In this introduction to Part 1 of the Common Knowledge symposium, “Fuzzy Studies,” the journal's editor discusses four essays from the 1980s by Richard Rorty, in which Rorty chose to associate himself with various neopragmatists, Continental thinkers, and “left-wing Kuhnians” under the rubric of the “new fuzziness.” The term had been introduced as an insult by a philosopher of science with positivist leanings, but Rorty took it up as an “endearing” compliment, arguing that “to be less fuzzy” was also to be “less genial, tolerant, open-minded, and fallibilist.” He defined the “new fuzziness” as “an attempt to blur just those distinctions between the objective and subjective and between fact and value which the critical conception of rationality has developed.” This introduction also examines W. V. Quine's essay “Speaking of Objects” (1957), which describes objects as fuzzy “half-entities”; Clifford Geertz's essay “Blurred Genres” (1980), which advises social scientists that being “taxonomically upstanding” is futile; and Lofti Zadeh's article “The Concept of a Linguistic Variable and Its Application to Approximate Reasoning” (1975), which abandons “Aristotelian, bivalent logic” in favor of a “fuzzy logic” based on Zadeh's “fuzzy set theory.” This introductory piece relates these theoretical works of the past half-century to the sorites paradox and to classical issues of vagueness raised and still unresolved in Western philosophy.
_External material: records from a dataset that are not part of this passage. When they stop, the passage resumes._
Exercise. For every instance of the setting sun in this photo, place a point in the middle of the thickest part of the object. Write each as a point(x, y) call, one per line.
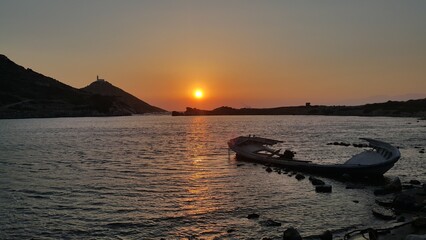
point(198, 94)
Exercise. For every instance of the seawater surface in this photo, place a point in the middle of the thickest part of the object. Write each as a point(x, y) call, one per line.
point(153, 177)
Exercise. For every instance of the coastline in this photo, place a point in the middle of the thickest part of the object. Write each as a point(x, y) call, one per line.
point(411, 108)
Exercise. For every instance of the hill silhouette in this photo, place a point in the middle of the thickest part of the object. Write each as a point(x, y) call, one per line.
point(135, 105)
point(25, 93)
point(411, 108)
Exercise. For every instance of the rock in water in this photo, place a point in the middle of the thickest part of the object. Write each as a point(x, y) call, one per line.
point(392, 187)
point(406, 201)
point(253, 216)
point(270, 223)
point(300, 176)
point(415, 237)
point(316, 181)
point(291, 234)
point(383, 213)
point(327, 235)
point(415, 182)
point(323, 188)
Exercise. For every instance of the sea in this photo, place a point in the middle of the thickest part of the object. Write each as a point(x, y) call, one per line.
point(164, 177)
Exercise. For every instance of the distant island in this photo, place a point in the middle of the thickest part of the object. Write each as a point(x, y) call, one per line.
point(411, 108)
point(25, 93)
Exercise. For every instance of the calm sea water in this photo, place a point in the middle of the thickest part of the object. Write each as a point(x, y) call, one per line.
point(153, 177)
Returning then to Rorty, the author questions how Rorty expected his endorsement of the “new fuzziness” to be applied, as proposed, to theology and politics. Suggesting that such applications are the natural work of historians, the author, having asked the historian Natalie Zemon Davis for comment, then quotes her response—which associates fuzzy studies, “common knowledge,” and peacemaking—at length.